Of course, more hardware was thrown at the problem. In mid-September three new database servers (thistle,ixia,lomaria) were added to the pool, removing ancient type of hardware from the service. With data growth rates 'old' 4GB-RAM boxes could not keep up with operation, except quite limited one.
40 dual-opteron application servers have been deployed, conserving our limited colocation space, as well as providing lots of performance for a buck. One batch of them (20) was deployed just this week. They're equipped with larger drives and more memory, thus allowing to place various unplanned services on them (9 apache servers are storing old revisions as well), some servers participate in shared memory pool, running memcached.

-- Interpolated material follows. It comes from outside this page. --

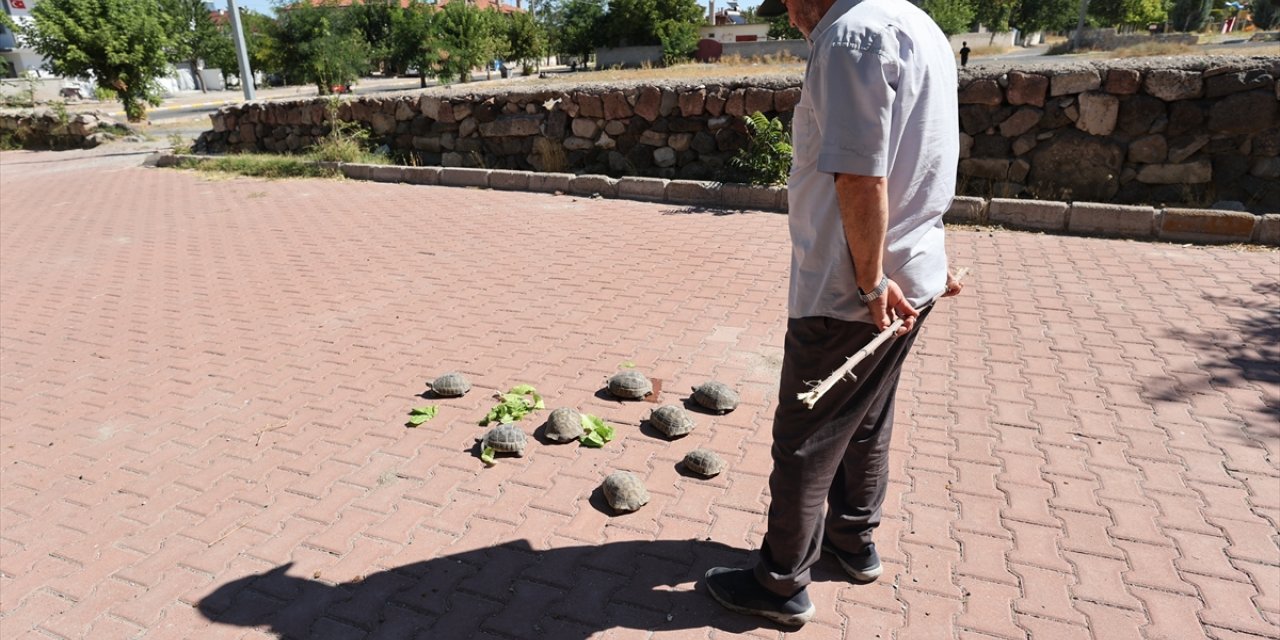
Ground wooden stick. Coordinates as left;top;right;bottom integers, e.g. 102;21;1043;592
796;266;969;408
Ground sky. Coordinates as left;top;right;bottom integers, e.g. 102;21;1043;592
226;0;760;15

One of really efficient purchases was 12k$ worth image server 'amane', providing us with storage space and even ability to to backup at current loads. It is running now highly efficient and lightweight HTTP server - lighttpd. So far images are served, but growth of Wikimedia Commons will force us to find a really scalable and reliable way to handle lots of media.

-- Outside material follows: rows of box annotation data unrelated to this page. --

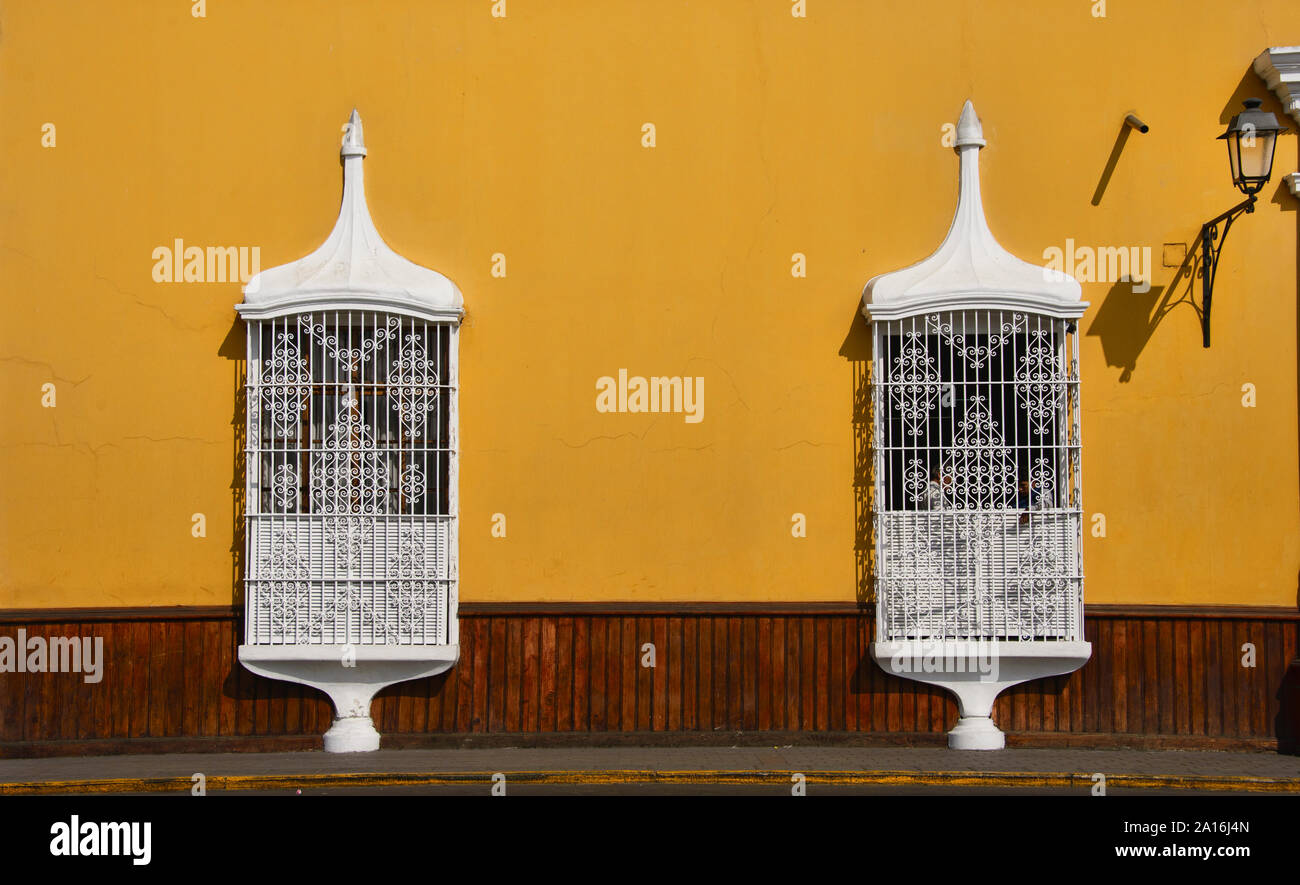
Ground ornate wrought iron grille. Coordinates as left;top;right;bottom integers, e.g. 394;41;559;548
871;311;1083;641
244;312;456;645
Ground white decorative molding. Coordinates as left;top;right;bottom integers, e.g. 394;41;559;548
1255;45;1300;122
235;109;464;320
1255;45;1300;198
235;110;463;752
862;101;1092;750
862;101;1088;320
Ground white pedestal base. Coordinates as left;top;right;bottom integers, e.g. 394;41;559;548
948;716;1006;750
325;716;380;752
871;639;1092;750
239;646;460;752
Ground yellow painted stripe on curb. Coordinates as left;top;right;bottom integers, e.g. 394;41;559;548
0;769;1300;795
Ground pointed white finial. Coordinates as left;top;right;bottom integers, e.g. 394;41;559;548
953;99;987;151
339;108;365;157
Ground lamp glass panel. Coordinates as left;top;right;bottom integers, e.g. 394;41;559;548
1240;133;1275;179
1225;134;1242;183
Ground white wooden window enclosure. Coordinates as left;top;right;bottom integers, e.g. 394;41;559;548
862;101;1091;750
237;110;463;751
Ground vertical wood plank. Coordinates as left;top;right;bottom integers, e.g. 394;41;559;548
555;617;573;732
649;617;679;732
740;617;762;732
681;615;701;732
519;617;542;732
655;617;688;732
573;617;592;732
488;616;510;732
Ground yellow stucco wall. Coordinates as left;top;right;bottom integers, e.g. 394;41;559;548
0;0;1300;607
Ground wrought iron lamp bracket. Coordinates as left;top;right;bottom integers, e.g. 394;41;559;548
1201;194;1258;347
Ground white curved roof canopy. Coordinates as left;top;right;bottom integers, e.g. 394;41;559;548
235;109;464;320
862;101;1088;320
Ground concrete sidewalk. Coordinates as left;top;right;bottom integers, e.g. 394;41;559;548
0;746;1300;795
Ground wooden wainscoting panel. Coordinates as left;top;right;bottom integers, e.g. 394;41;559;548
0;603;1300;755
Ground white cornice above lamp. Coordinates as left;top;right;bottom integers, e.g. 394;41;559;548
862;101;1088;320
1255;45;1300;196
235;109;464;321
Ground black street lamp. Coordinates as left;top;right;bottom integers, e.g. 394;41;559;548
1201;99;1287;347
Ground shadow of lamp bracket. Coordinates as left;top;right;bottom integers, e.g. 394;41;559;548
1201;99;1288;347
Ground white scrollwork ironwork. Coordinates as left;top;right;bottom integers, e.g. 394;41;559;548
926;313;1026;369
389;333;438;439
261;331;312;439
943;396;1015;509
889;331;940;437
1015;329;1065;435
299;314;402;374
256;530;311;641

Additionally 10 more application servers are ordered together with a new Squid cache server batch. These 10 single-opteron boxes will have 4 small and fast disks and should enable efficient caching of content.
As all this gear was bought for donated money, we really appreciate community help here, thank you!
Yahoo supplied cluster in Seoul, Korea has finally got into action, bringing cached content closer to Asian locations, as well as having master databases and application cluster for Japanese, Thai, Korean and Malaysian Wikipedias.
For internal load balancing Perlbal was replaced by LVS, and we've got a nice flashy donated load balancing device that may be deployed into operation soon as well. LVS has to be handled with care and several tiny misconfiguration incidents seriously affected site performance. Lately the cluster has became quite big and complex and now we need more sophisticated and extensive sanity checks and test cases.
There are lots of work in establishing more failover capabilities - we will be having two active links to our main ISP in Florida. Static HTML dump is (becoming) nice and usable and may help us in case of serious crashes. It can be served from Amsterdam cluster as well!
As for last several days we managed to bring cluster into quite proper working shape, now it's important to fix everything and prepare for more load and more growth and yet another expansion. We hope that we will be able with the help of community to solve all our performance and stability issues and avoid being Lohipedia :)
Lots of various problems were solved so far in order to achieve what we have now, and lots of low hanging fruits have been picked. What is dealt now with is complex and needs manpower and fresh ideas as well. Discussions are always welcome on #wikimedia-tech in Freenode (except during serious downtimes :).
And, of course, Thanks Team (or rather, Family)! It is amazing to work together!